そうして一人取り残されて、史帆はぼんやりと、藍染の死体を見上げる。彼自身の斬魄刀によって腹を貫かれ、そのまま壁に串刺しにされた幼馴染。帯のように壁を伝って流れた、おびただしいほどの血。
――すまない、史帆。一度、お別れだ。
あの言葉は本心だったと思う。何の根拠もない勘だったが、不思議と史帆はそれが確信にも似た何かに感じられた。
一度、と彼は言った。ならば、帰ってくるはずだ。だからこそ、そんな言い方をしたのだ。
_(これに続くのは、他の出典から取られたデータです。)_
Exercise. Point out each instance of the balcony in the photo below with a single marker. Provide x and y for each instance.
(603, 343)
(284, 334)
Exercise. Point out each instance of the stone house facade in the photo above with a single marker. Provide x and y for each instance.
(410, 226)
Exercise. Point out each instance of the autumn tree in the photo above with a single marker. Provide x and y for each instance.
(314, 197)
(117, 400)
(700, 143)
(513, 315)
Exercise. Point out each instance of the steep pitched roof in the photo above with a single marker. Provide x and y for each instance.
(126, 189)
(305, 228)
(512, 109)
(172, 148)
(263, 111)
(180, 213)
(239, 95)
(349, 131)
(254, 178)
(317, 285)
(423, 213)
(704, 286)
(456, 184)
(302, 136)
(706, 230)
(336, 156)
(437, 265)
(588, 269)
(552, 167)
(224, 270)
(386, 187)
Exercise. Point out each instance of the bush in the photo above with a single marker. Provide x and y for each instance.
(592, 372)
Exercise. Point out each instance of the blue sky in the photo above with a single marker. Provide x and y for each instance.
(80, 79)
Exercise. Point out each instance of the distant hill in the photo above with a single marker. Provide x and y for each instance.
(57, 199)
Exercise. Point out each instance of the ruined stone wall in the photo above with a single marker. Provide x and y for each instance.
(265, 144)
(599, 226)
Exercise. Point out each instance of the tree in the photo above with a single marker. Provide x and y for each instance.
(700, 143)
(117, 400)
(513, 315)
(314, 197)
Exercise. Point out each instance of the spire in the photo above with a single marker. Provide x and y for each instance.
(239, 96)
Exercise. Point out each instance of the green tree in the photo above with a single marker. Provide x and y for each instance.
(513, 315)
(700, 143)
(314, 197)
そして、藍染がおぞましいほど精巧な偽物にすり替わった百年前の夜を、史帆は今でも鮮明に覚えている。
この死体も、偽物だったとしたら?
不穏に進行する朽木ルキアの処刑。旅禍の侵入。それらといったい何の関係があるというのだろうか。藍染が死を装ったのだとしたら、そこには何の意味があるのだろうか。
考えなければ。考えなければ。
人よりも多くを知っている。だから史帆には、それを止める責務があった。
何より、これ以上あの男に、誰かを傷つけさせるわけにはいかない。
一つ、ざわめく心臓を落ち着けるように、大きな息を吐く。そして史帆は藍染の死体に背を向け、歩き出した。
今ここにいたって仕方がない。何かが起こるそのときまで、少しだけでも、きっと猶予はあるはずだ。
そして、そのときとはおそらく、朽木ルキアの処刑が実行されるときなのだろう。相変わらず根拠はないが、それ以外に今考えられるものはない。
瀞霊廷内に全力で霊圧探知をかけて、史帆は"彼ら"を探す。徒労に終わるかもしれないが、今はとにかく、知らなければならない。今ここで、一体何が起きているのか。今ここで、進行しつつある何かに関わっているすべての者が、一体何を考えているのかを。
少し離れたところに、史帆は、それを見つけた。うまく隠されてはいるが、不安定で大きな霊圧。感じたことのないそれが旅禍のものであることに賭けて、史帆は、その霊圧がとどまる場所、地下水道へ向かった。